Silver Oak comes close to being a synonym for California Cabernet. Launched in the early 1970s, the producer’s two Cabs, one from Napa Valley, the other from Sonoma’s Alexander Valley, earned cellar space quickly for impressive age ability. The iconic water tower on Silver Oak’s Oakville property, depicted on the label, is recognized worldwide. Even the smell of the wine is memorable, with hints of vanilla and coconut from the American oak barrels founders Ray Duncan and Justin Meyer chose for aging their Cabernets.

Silver Oak has released its first brand since it branched out with Twomey two decades ago, Timeless Napa Valley. The wine is a tribute to the late Ray Duncan. The song “Timeless,” printed on the back label, was co-written by Ray’s son David, now chairman and CEO, for the elder Duncan’s 85th birthday. It is an exploration of terroir akin to that of a single-vineyard Bordeaux blend. It’s also out in front of the welcome evolution we’re seeing among top California Bordeaux-style producers meaning the ability to achieve generous and complex fruit flavours while restraining ripeness, so vibrant acidity holds interest on the palate. It has ditched American oak in favour of French. “We’re not purists on American oak,” says David Duncan. “Just for Silver Oak! Using French oak was a great choice to make a distinct wine inspired by the greatest wines and to make it distinct and apart from Silver Oak.”

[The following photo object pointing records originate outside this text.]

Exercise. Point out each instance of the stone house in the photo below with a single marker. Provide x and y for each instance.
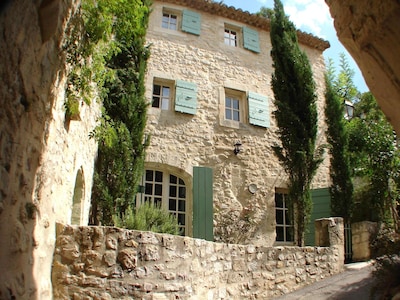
(210, 160)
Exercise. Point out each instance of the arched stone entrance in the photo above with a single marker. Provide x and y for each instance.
(79, 194)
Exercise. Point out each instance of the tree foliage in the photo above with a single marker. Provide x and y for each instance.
(341, 188)
(148, 217)
(120, 134)
(296, 116)
(376, 163)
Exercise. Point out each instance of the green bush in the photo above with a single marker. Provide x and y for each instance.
(387, 277)
(148, 217)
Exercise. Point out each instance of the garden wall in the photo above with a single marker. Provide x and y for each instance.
(114, 263)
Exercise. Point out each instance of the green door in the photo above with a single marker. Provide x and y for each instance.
(203, 203)
(321, 199)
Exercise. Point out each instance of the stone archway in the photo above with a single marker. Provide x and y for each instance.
(79, 194)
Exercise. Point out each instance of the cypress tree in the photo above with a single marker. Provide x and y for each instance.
(341, 189)
(121, 152)
(296, 116)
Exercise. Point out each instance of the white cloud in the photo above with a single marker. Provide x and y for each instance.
(308, 15)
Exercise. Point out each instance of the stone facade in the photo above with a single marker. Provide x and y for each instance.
(112, 263)
(370, 32)
(46, 161)
(181, 141)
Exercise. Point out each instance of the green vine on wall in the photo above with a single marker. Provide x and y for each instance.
(87, 47)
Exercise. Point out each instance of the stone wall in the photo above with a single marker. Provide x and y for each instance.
(181, 141)
(46, 161)
(113, 263)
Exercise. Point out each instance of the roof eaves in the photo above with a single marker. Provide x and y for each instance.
(230, 12)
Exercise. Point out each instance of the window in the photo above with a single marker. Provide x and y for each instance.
(244, 37)
(168, 192)
(161, 96)
(232, 109)
(169, 21)
(230, 37)
(284, 226)
(178, 95)
(187, 21)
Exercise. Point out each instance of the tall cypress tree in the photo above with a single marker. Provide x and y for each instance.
(341, 189)
(296, 116)
(119, 165)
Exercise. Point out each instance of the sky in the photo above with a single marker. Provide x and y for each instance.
(310, 16)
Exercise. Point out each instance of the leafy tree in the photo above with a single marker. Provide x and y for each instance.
(120, 134)
(341, 189)
(344, 84)
(375, 160)
(296, 116)
(148, 217)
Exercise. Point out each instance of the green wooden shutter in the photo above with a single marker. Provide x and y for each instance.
(258, 110)
(321, 199)
(191, 22)
(186, 97)
(250, 40)
(203, 203)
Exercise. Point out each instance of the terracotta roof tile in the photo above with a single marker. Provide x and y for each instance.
(220, 9)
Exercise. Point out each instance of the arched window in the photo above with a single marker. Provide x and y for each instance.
(167, 191)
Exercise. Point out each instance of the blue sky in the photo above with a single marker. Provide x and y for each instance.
(311, 16)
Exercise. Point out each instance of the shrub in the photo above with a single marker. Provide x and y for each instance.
(148, 217)
(387, 277)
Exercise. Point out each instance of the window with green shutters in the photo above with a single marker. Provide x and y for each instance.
(242, 37)
(168, 191)
(251, 40)
(191, 22)
(186, 97)
(258, 110)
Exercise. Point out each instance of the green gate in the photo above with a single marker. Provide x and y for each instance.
(321, 199)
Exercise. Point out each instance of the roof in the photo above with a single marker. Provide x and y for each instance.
(230, 12)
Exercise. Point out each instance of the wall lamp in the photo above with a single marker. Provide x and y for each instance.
(238, 147)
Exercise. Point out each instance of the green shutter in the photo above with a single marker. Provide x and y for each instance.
(191, 22)
(258, 110)
(186, 97)
(250, 40)
(321, 200)
(203, 203)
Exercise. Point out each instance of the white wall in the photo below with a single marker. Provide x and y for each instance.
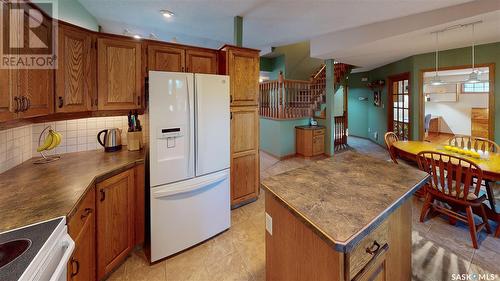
(455, 116)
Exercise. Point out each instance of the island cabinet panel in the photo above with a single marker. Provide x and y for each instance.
(166, 58)
(115, 221)
(119, 74)
(294, 252)
(73, 75)
(201, 61)
(81, 228)
(244, 154)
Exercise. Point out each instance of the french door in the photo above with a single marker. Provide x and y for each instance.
(399, 105)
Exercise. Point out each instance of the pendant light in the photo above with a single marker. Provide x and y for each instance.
(474, 75)
(436, 80)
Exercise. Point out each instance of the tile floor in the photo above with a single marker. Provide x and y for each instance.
(439, 249)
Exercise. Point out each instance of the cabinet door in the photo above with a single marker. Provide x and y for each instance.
(244, 154)
(166, 58)
(73, 80)
(8, 95)
(115, 221)
(36, 86)
(8, 79)
(318, 145)
(244, 72)
(119, 74)
(81, 227)
(201, 61)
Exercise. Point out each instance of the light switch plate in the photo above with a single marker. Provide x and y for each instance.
(269, 224)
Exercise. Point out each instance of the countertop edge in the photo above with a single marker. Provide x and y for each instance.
(99, 178)
(349, 244)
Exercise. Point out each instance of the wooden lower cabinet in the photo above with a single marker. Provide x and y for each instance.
(244, 155)
(106, 225)
(294, 245)
(81, 227)
(115, 221)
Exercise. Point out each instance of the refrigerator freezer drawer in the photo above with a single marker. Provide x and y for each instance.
(186, 213)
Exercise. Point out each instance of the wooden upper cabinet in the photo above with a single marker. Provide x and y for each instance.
(115, 221)
(242, 66)
(119, 74)
(201, 61)
(73, 75)
(166, 58)
(36, 86)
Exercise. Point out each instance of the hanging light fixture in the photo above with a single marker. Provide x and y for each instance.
(436, 80)
(474, 75)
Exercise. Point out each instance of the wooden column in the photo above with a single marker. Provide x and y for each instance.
(238, 31)
(330, 123)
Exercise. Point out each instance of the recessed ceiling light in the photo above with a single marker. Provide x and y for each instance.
(167, 13)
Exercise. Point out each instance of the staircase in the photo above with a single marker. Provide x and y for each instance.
(292, 99)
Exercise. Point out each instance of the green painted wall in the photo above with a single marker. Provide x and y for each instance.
(294, 60)
(277, 137)
(377, 116)
(73, 12)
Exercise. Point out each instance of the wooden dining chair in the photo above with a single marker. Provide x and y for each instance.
(452, 183)
(476, 143)
(390, 138)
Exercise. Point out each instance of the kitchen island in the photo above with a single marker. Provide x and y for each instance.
(343, 218)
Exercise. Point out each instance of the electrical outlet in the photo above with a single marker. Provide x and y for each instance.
(269, 224)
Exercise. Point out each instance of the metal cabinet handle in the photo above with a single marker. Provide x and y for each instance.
(87, 212)
(77, 266)
(374, 248)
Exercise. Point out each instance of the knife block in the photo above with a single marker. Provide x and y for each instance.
(134, 141)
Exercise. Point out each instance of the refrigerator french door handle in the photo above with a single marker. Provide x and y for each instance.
(189, 124)
(189, 187)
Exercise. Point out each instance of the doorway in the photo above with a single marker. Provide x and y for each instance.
(399, 103)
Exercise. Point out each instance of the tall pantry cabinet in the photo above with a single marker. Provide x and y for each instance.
(242, 66)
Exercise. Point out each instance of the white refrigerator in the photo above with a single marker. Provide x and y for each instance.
(189, 158)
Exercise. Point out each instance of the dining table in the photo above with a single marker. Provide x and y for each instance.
(489, 163)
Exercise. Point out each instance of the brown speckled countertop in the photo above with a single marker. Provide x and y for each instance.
(344, 197)
(32, 193)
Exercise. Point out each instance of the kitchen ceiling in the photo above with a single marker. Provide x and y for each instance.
(364, 33)
(266, 23)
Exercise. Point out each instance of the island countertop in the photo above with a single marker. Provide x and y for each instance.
(32, 193)
(344, 197)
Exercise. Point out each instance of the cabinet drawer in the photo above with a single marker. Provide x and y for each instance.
(84, 209)
(360, 256)
(318, 132)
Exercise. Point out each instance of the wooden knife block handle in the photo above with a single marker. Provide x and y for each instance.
(134, 141)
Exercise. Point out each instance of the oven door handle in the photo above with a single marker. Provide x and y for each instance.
(69, 245)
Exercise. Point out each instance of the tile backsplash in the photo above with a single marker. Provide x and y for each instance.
(19, 144)
(15, 147)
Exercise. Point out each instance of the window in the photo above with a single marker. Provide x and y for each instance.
(476, 87)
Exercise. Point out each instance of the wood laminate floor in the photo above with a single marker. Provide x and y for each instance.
(439, 249)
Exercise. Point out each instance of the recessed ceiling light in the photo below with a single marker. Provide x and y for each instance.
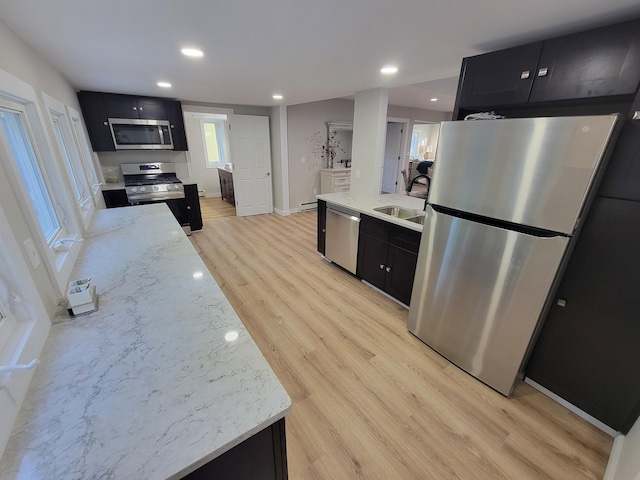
(192, 52)
(389, 70)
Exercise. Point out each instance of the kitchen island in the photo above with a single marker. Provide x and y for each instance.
(162, 379)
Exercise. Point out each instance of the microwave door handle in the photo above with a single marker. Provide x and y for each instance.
(162, 142)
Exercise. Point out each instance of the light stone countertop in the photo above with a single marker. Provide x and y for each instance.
(366, 204)
(147, 386)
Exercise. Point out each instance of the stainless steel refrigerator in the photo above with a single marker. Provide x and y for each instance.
(506, 200)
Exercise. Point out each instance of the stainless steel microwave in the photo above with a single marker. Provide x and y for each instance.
(138, 134)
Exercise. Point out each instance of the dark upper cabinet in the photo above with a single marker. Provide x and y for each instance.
(127, 106)
(173, 109)
(603, 62)
(499, 78)
(588, 351)
(98, 107)
(94, 111)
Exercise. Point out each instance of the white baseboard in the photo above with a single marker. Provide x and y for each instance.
(385, 294)
(614, 458)
(571, 407)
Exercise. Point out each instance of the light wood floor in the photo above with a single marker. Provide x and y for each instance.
(371, 401)
(215, 207)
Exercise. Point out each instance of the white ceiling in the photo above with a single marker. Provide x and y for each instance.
(308, 50)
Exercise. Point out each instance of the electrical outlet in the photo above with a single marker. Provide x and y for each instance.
(32, 253)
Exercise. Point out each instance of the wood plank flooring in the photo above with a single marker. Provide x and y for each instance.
(215, 207)
(370, 401)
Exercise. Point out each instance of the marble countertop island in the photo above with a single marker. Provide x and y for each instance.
(153, 384)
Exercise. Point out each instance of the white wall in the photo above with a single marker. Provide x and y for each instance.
(279, 159)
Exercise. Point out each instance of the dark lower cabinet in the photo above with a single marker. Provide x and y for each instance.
(98, 107)
(260, 457)
(588, 351)
(194, 214)
(387, 257)
(322, 225)
(226, 186)
(115, 198)
(498, 78)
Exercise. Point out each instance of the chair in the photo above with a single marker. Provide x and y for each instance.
(417, 183)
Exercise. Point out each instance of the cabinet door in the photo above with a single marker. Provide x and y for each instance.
(178, 134)
(596, 63)
(622, 177)
(120, 106)
(193, 206)
(499, 78)
(95, 116)
(372, 260)
(402, 269)
(151, 108)
(322, 225)
(588, 351)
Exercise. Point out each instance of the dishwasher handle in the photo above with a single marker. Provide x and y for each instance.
(345, 215)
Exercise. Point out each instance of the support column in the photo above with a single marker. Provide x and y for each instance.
(369, 134)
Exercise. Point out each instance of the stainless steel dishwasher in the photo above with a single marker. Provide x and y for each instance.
(341, 241)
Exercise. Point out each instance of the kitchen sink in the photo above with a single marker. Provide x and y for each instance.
(417, 219)
(397, 211)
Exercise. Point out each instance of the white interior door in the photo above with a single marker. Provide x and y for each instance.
(251, 158)
(24, 326)
(391, 157)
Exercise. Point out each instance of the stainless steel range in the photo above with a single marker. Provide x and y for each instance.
(151, 182)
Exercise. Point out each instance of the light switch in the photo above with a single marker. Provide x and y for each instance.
(32, 253)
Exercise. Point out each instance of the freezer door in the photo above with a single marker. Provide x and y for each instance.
(531, 171)
(478, 294)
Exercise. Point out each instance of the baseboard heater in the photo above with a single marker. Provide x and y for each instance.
(308, 206)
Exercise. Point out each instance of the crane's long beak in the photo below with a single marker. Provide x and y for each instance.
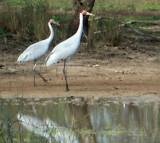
(90, 14)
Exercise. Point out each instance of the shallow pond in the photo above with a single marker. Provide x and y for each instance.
(79, 120)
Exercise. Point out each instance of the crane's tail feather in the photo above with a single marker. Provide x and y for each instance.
(51, 59)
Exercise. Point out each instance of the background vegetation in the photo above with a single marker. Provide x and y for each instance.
(26, 20)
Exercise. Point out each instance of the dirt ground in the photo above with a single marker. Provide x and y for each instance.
(131, 69)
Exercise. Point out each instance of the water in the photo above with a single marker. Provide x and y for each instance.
(75, 120)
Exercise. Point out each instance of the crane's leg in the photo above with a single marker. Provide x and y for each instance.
(34, 71)
(65, 75)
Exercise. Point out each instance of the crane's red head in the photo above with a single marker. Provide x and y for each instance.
(84, 12)
(51, 21)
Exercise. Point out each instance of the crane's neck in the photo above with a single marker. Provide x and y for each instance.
(80, 28)
(50, 38)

The inaugural 2017 Timeless Napa Valley, from winemaker Nate Weis, is a complex, seamless beauty, unfolding endlessly with high-toned aromas of lavender, tobacco, forest, sage, anise, exotic spice, pepper and espresso under dusty red berries. With lovely tension across the palate, flavours evolve from red cherry and plum to darker fruit, with a pronounced and welcome savoury side and grippy but tamed tannins. It has that hallmark of great wine, a sense of the myriad characteristics a place conferred in a moment of time while maintaining a structure that will let the wine age for many years.

Remarkably, for all of that, it shares the elder Duncan’s art of never taking himself too seriously. David Duncan reports, “Ray always put ice cubes in his Twomey Sauvignon Blanc. No one judged him. We toasted his life shortly after he passed, with a glass of Sauvignon Blanc on ice.”